Reference no: EM132596996
Question 1: If a firm has a degree of operating leverage (DOL) of 1.8, it means:
A. If sales increase by 1.8%, the EBIT will increase by 1%.
B. If sales increase by 1%, EBIT will increase by 1.8%.
C. If EBIT increase by 1.8%, the EPS will increase by 1 %.
D. If sales rise by 1%, EBIT will fall by 1.8 %.
Question 2: Which of the following capital budgeting evaluation method considers all cash inflows?
A. Accounts Rate of Return
B. Net Present Value
C. Payback period
D. Discounted payback period.
Question 3: Which of the following is disadvantage of the payback period method?

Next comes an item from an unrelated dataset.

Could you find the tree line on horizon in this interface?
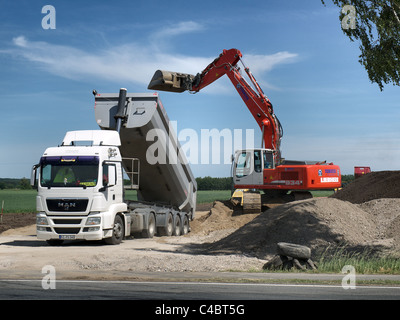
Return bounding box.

A. It does consider all cash inflows
B. It is easy to compute and interpret.
C. It does not consider the time value of money.
D. It deals with accounting profits.
Question 4: Which of the following statement is correct?
A. If two projects are mutually exclusive & have positive NPV, both can be accepted.
B. If two projects are independent & have positive NPV, both can be accepted.
C. A firm should accept a project if the estimated NPV exceeds the project's cost.
D. A firm should accept a project if the estimated NPV is negative.
Question 5: Profitability index (PI) of 1 implies that an investment's:
A. Total Present value of cash inflows & the initial investment are equal.
B. NPV of the project equals to zero.
C. IRR equals the firm's required rate of return.